While ripe, oak-tinged California Chardonnay often seems to want to dominate a food and wine pairing, this stew is one dish that invites vinous opulence. At the same time, though, the wine can’t go overboard, and Chappellet’s 2010 Chardonnay treads that line very successfully. It’s seductively full but also harmonious and balanced, and proved very tasty indeed when enjoyed with this dinner.

Hamilton Russell Vineyards, Hemel-En-Aarde Valley (South Africa) Pinot Noir 2010

(Imported by Vineyard Brands)


Showing none of the rubbery flavors that mar some South African reds, this Pinot feels silky and supple when you sip it, and so proves texturally enticing. Adding to its appeal are multi-layered flavors and aromas that hint at dark cherries, sweet vanilla, and more. Because not at all heavy but still substantial on the palate, it married especially well with this quite rich dish.

Domaine Katsaros, Krania Olympus (Greece) Cabernet Sauvignon 2006

(Imported by Cava Spiliadis, USA)


Though initially quite oaky, this distinctive-tasting Cabernet calmed down when paired with our rich, creamy dish, and revealed a somewhat spicy, almost herbaceous edge that added complexity to its more overt dark fruit. Everyone who tasted it admired it, and no one thought it to be too international in style.

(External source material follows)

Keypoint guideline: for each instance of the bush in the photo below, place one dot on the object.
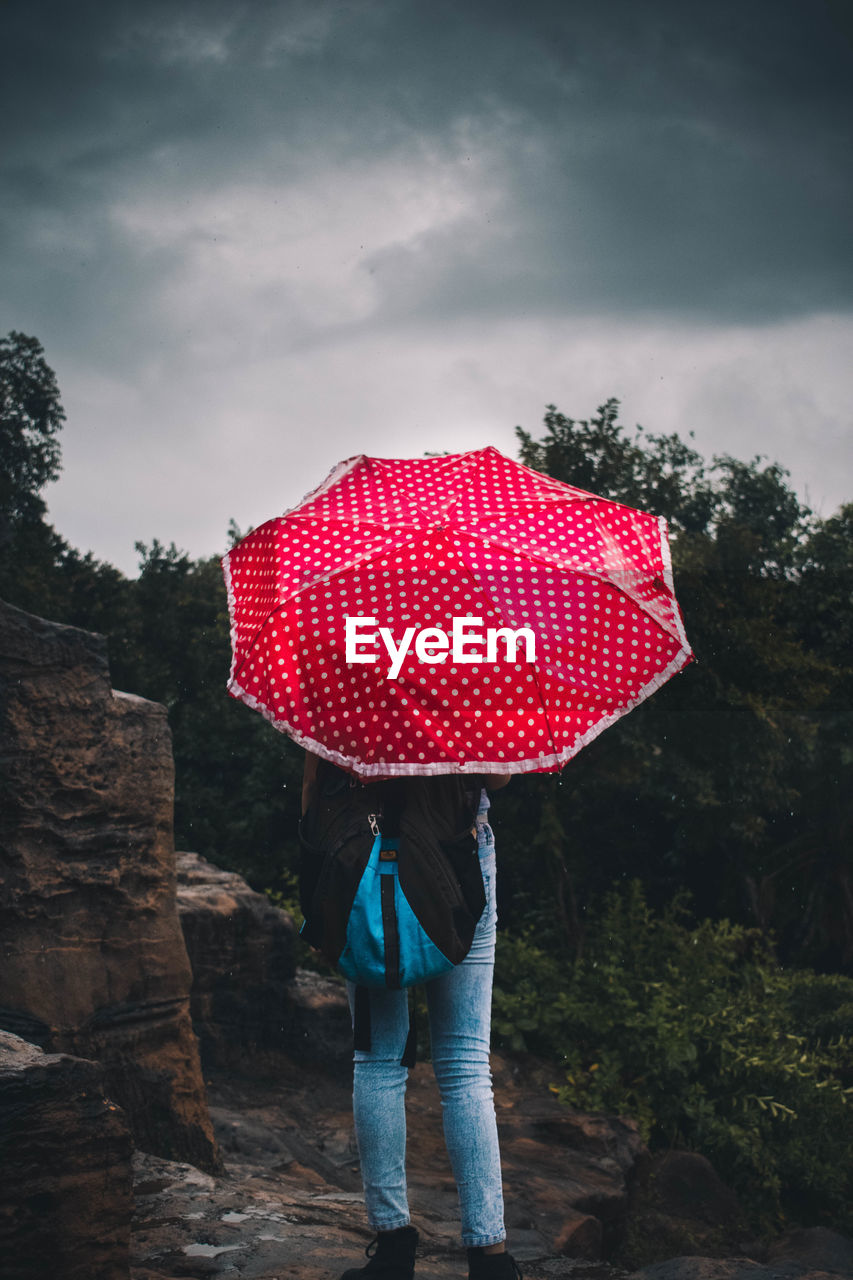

Tablas Creek, Paso Robles (California) “Esprit de Beaucastel” 2010


A red blend that echoes its French progenitor yet seems more fruit-laden and less overtly earthy, this youthful but substantial wine tasted full and satisfying—just what this rich, cool-weather dish wanted in a companion.

Waters, Columbia Valley (Washington) “Prelude” 2010)


A Rhône-style white blend of Roussanne and Viognier, this wine is redolent of autumn fruits with an enticing floral bouquet. It’s full-bodied on the palate, but at the same time never heavy or unduly filled with oak. More than anything else, its lush, mouth-filling texture is what made it such a good match with this particular dish.